Coronavirus Exposes How Concentrated Pharma Ownership Has Destroyed Prescription Drug Markets

The US relies heavily on the export of crucial pharmaceuticals from China and India (where 80 percent of active pharmaceutical ingredients originate). As a result of the COVID-19 coronavirus, US hospitals are beginning to suffer from medicine shortages. Since 1910, Group Purchasing Organizations, or GPOs have been on the rise. They buy pharmaceuticals from suppliers in China and India, then sell them in bulk to hospitals. In 1987 Congress passed “safe harbor” provision, “allowing the companies to be paid by the medical-supply vendors rather than the hospitals.”
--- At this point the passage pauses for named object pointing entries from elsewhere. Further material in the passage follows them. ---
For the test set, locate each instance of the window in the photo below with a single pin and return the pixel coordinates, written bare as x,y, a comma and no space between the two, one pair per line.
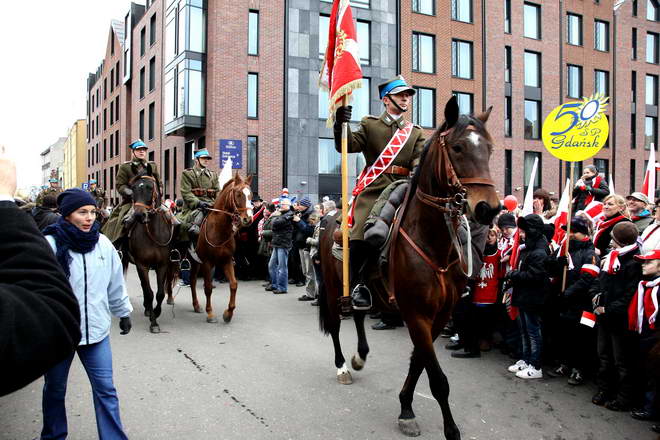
601,35
329,159
424,6
142,74
152,30
152,74
152,120
364,40
652,10
574,31
141,125
530,157
253,33
424,107
423,55
461,10
602,82
532,69
532,119
465,102
651,48
650,132
651,90
574,81
461,59
253,154
253,95
143,42
532,21
507,116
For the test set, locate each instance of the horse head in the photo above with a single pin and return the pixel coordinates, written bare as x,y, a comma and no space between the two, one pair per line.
237,196
460,152
146,196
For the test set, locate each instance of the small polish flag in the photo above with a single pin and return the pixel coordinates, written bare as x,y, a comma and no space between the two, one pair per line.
588,319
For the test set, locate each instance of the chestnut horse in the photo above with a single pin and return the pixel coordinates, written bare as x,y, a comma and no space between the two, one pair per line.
149,245
453,179
216,243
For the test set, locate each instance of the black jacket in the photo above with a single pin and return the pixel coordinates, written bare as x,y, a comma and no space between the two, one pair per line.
577,297
39,316
530,282
580,195
617,290
282,226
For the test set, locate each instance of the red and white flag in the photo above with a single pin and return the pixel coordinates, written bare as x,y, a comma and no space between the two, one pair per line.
648,188
341,72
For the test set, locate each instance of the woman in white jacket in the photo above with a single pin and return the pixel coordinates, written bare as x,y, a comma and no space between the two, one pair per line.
94,270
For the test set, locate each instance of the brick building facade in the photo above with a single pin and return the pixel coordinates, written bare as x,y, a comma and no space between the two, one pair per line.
202,72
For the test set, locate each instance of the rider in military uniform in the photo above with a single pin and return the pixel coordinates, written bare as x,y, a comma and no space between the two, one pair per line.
121,218
370,139
199,187
54,189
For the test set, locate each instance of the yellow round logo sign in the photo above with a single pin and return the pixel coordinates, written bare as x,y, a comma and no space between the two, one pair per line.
577,130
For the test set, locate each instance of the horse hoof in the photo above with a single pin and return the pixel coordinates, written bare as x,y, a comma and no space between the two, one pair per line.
409,427
357,362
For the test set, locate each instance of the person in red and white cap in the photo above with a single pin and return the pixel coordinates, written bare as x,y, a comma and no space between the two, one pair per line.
619,275
642,313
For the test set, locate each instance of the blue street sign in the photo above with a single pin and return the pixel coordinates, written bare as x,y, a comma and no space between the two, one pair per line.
231,148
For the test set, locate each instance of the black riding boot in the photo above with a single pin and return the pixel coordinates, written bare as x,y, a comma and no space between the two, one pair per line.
360,252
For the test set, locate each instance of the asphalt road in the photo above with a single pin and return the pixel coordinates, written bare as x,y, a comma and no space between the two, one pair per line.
269,374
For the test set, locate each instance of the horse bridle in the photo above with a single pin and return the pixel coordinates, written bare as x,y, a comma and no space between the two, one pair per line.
151,209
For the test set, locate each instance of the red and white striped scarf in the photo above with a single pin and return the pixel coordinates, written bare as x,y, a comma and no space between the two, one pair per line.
636,309
612,264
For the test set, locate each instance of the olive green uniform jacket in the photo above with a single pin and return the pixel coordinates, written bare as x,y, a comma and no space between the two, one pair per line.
113,228
43,193
371,139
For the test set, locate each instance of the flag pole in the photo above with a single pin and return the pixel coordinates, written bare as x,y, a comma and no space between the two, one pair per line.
344,213
568,226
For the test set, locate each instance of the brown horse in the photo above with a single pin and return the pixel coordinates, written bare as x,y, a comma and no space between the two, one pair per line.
149,245
453,178
216,243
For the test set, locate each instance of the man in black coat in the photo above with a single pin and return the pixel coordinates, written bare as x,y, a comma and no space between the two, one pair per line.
39,316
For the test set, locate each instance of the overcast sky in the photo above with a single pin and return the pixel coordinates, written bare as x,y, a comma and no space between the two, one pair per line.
48,48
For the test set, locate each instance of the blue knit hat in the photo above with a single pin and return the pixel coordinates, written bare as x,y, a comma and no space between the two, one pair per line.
72,199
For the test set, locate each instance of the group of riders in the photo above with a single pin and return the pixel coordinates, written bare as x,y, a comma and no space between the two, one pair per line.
375,139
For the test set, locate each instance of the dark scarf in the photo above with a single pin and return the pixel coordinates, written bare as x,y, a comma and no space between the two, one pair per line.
69,238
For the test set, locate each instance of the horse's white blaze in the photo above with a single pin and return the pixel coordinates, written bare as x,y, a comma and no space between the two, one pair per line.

Regulators then gave GPO’s antitrust exemption in the mid-1990s. All of this resulted in GPOs completely monopolizing the pharmaceutical trade, creating an economic system vulnerable to disruption. Smaller drug distributors in the US have been driven out of business due to impossible competition from GPOs. Even if hospitals wanted to buy from these smaller distributors, hospitals are typically locked into purchasing from a GPO due to their contracts.
Now four giant companies effectively control the market for hospital supplies and generic drugs in the US.  “Self-preservation dictates that production of critical pharmaceuticals must diversify, and return to the U.S.,” David Dayen wrote. “But you can’t do that until you fix how the contracting works, which has generated this extreme concentration.”
Source: David Dayen, “Behind the Coronavirus Threat, a Middleman Destroying Prescription Drug Markets,” The American Prospect, February 25, 2020, www.prospect.org/health/behind-the-coronavirus-threat-a-middleman-destroying-prescription-drug-markets/.